Here, we have described some representative recent examples of activation of the characteristic
central charge-shift bond of [1.1.1]propellane, which have opened up a new window
onto the synthesis of substituted BCP derivatives.
We have focused particularly on our highly efficient and direct method for forming
C–C and C–N bonds simultaneously on a BCP scaffold, providing access to unsymmetrically
1,3-disubstituted BCP derivatives. These novel multifunctionalized products can be
easily transformed into a variety of synthetically useful 3-substituted BCP-amines.

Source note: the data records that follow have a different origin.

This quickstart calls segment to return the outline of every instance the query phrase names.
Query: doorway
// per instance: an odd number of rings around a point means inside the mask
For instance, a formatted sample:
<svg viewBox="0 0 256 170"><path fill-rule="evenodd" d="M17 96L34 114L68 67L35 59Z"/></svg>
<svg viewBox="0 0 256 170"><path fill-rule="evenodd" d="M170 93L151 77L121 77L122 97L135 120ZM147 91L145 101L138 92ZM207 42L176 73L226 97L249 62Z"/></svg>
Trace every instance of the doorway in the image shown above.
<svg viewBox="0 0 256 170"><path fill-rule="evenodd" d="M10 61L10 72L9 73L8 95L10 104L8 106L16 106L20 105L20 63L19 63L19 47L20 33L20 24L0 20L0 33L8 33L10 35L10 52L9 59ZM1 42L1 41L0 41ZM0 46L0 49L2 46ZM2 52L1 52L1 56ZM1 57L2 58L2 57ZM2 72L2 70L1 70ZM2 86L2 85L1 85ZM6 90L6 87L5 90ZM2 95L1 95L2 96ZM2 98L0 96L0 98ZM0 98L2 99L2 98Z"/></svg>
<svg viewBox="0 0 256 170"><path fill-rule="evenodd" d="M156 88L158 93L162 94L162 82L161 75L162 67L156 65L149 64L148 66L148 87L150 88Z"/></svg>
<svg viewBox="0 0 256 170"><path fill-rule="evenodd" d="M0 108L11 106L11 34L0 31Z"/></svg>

We also describe our comprehensive analysis of the reaction profile of this radical
multicomponent carboamination, based on a combination of experimental and computational
methods. These results should contribute to further development of the synthetic chemistry
of BCP, and thus to encourage its practical applications in pharmaceutical chemistry,
agricultural chemistry, and materials sciences.